Sitting gay
That quickening, that anticipation. On the subway in my tight pants and shirt, when going down the street in my short shorts, giving them thickboy MexiRican struts and strides, men like him stare at me. Rapture, a deep moaning, the clenching of his forearms.
My hands gently gripping, gently steering him in. Kinda like that I think. Still, I remain nothing more than a fantasy for men like him, a fantasy at night they think over when alone, or with their boys, or with their girl. sitting gay: when someone sits oddly in a chair.
Just like the “gay Babadook” meme and other humorous clichés, these jokes often serve as a means of solace for a marginalized and often overlooked community. Also I have big & typically sweaty balls and how I'm sitting is basically down to the most comfortable position for them at that moment.
Outward-facing thighs. This femme and fat body our society tells us is not meant to be desired, that these men are not meant to want — to them, Gay am freedom. The arch of the back letting the ass be emphasized, idealized, idolized.
Freely sitting in my body and my way. Him, there beneath this form of my body. They want my pleasure. Tongue in, and all around. I am trying to invite him in. The “bisexual sitting in chairs” meme is but one of several eccentric stereotypes and memes associated with the bisexual community.

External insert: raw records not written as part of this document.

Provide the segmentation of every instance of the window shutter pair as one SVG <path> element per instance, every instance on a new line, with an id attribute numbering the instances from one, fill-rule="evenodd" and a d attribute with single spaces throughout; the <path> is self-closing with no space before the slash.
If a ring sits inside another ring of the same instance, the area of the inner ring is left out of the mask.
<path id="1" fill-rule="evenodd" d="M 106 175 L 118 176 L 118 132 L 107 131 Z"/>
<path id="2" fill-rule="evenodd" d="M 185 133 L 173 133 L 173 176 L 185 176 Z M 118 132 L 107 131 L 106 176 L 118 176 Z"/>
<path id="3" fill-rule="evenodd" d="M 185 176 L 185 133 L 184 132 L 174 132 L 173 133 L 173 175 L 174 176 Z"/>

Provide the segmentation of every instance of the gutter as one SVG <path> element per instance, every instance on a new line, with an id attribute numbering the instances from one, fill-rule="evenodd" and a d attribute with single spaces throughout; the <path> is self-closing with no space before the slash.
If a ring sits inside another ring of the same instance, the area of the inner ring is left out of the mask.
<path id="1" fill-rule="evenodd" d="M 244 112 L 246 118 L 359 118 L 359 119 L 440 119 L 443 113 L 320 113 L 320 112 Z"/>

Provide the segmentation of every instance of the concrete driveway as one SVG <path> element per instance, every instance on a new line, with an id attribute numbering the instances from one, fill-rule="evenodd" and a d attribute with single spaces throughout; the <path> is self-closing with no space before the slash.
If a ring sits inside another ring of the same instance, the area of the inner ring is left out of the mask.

ex: hugging ones knee, sitting crisscross in inappropriate setting. I know it from before. Men all masculine, all macho macho, feast on me in averted glances. Do you remember how for a long time gay dudes were super femmey without being femboys and then like came along and they either grew beards or went full femboy?
How could that be art? All I know is the velocity of his excitement. Not his name, not his life story. His face edgar gay, his hands on my thighs or my hips or my cheeks.
I scooch back a little. Improper sitting is one of many seemingly arbitrary traits (like walking fast and gay unable to drive) that the online queer community has claimed as part of queer culture. To see it, to hear it, to feel it on their tongue. To give him a sign that I want it and that I want him to want it.
Mutual desire. Or am I to identify with the out and proud white gay men living downtown in Chelsea or the Village, sequestered away on the topmost floor of their million-dollar apartments, with their two adopted children and live-in nanny from Mexico or the Philippines or Barbados?.
His breath on my body. Hips in rotation. Then, it happens: The soft tissue meets soft tissue. I feel his breath. Sitting do not idealize their straight masculinity like I am told to do in queer culture.